An idealist communist and active Bolshevik, he was first arrested in March 1929 for "consorting with the Bukharinist and Trotskyist opposition," and spent ten days in prison.
Career
Later, he worked as an editor of radio news broadcasts at a locomotive factory. In 1932, as a correspondent, Kopelev witnessed the NKVD's forced grain requisitioning and the dekulakization. Later, he described the Holodomor in his memoirs The Education of a True Believer. Robert Conquest's The Harvest of Sorrow later quoted him directly (see also Collectivisation in the USSR).
He graduated from the Moscow State Institute of Foreign Languages in 1935 in the German language faculty, and, after 1938, he taught at the Moscow Institute of Philosophy, Literature and History where he earned a PhD.
When the German–Soviet War broke out in June 1941, he volunteered for the Red Army and used his knowledge of German to serve as a propaganda officer and an interpreter. When he entered East Prussia with the Red Army throughout the East Prussian Offensive, he sharply criticized the atrocities against the German civilian population and was arrested in 1945 and sentenced to a ten-year term in the Gulag for fostering "bourgeois humanism" and for "compassion towards the enemy". In the sharashka Marfino he met Aleksandr Solzhenitsyn. Kopelev became a prototype for Rubin from The First Circle.
Released in 1954, in 1956 he was rehabilitated. Still an optimist and believer in the ideals of communism, during the Khrushchev Thaw he restored his Communist Party of the Soviet Union (CPSU) membership. From 1957–1969 he taught in the Moscow Institute of Polygraphy and the Institute of History of Arts. It was Kopelev who approached Aleksandr Tvardovsky, editor of the top Soviet literary journal, the Novy Mir (New World) to urge publication of Solzhenitsyn's One Day in the Life of Ivan Denisovich.

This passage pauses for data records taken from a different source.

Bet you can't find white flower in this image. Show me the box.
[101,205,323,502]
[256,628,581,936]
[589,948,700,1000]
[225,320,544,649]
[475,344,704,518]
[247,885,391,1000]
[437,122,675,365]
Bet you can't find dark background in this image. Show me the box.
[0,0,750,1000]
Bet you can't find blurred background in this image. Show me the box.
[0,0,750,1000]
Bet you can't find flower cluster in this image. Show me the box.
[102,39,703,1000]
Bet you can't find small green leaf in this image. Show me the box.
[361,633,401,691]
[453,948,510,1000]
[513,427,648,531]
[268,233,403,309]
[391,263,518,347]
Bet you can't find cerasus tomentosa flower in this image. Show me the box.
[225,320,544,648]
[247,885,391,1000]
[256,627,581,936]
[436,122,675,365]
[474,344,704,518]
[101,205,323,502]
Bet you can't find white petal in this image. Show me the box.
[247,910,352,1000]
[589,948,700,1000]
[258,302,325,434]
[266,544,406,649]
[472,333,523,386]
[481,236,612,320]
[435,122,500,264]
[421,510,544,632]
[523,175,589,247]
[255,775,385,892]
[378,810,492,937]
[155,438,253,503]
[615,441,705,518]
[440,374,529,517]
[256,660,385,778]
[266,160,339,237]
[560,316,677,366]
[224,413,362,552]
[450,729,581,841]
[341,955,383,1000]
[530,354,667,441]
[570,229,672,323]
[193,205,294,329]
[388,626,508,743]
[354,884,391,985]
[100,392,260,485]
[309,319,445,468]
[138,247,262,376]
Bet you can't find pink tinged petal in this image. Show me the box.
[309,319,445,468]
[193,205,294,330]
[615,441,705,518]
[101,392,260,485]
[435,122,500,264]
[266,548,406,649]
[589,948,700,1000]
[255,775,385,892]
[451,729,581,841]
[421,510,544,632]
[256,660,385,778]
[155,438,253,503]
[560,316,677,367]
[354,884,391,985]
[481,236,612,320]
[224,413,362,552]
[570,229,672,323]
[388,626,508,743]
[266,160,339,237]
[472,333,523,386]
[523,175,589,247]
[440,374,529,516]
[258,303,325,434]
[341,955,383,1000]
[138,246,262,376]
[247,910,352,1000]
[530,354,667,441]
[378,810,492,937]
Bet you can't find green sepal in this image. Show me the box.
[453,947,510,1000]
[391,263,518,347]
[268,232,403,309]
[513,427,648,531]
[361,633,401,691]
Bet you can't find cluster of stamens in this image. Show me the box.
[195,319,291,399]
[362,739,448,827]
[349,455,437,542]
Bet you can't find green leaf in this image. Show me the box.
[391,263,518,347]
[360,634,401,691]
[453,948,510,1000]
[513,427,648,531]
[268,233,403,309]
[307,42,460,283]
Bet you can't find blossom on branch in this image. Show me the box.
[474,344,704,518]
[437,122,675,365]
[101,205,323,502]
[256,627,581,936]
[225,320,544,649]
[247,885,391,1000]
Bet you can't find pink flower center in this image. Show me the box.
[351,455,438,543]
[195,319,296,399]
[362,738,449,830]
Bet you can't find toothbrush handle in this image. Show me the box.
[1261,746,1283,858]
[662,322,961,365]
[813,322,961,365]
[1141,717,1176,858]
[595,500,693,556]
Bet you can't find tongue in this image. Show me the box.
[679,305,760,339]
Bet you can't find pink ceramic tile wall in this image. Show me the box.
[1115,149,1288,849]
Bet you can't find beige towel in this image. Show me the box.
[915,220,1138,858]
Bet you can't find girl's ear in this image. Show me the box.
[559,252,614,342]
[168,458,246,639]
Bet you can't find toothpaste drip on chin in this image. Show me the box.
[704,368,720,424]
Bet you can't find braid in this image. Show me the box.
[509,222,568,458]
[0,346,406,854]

From 1968 onward Kopelev actively participated in the human rights and dissident movement. In 1968 he was fired from his job and expelled from the CPSU and the Writers' Union for signing protest letters against the persecution of dissidents, publicly supporting Andrei Sinyavsky and Yuli Daniel and actively denouncing the Soviet invasion of Czechoslovakia. He also protested Solzhenitsyn's expulsion from the Writers' Union and wrote in defense of dissenting General Pyotr Grigorenko, imprisoned at a psikhushka.
Kopelev's books were distributed via samizdat (underground publishing), smuggled out of Russia and published in the West.
For his political activism and contacts with the West, he was deprived of the right to teach or be published in 1977.
Germany
As a scientist, Kopelev led a research project on the history of Russian-German cultural links at the University of Wuppertal. In 1980, while he was on a study trip to West Germany, his Soviet citizenship was revoked. After 1981 Kopelev was a Professor at the University of Wuppertal.
Kopelev was an honorary PhD at the University of Cologne and a winner of many international awards. In 1990 Soviet premier Mikhail Gorbachev restored his Soviet citizenship.
Personal life
Kopelev was married for many years to Raisa Orlova, a Soviet specialist in American literature, who emigrated with him to Germany. Her memoirs were published in the United States in 1984.
Death
Lev Kopelev died in Cologne, Germany on June 18, 1997 at the age of 85, and was buried in the New Donskoy Cemetery in Moscow.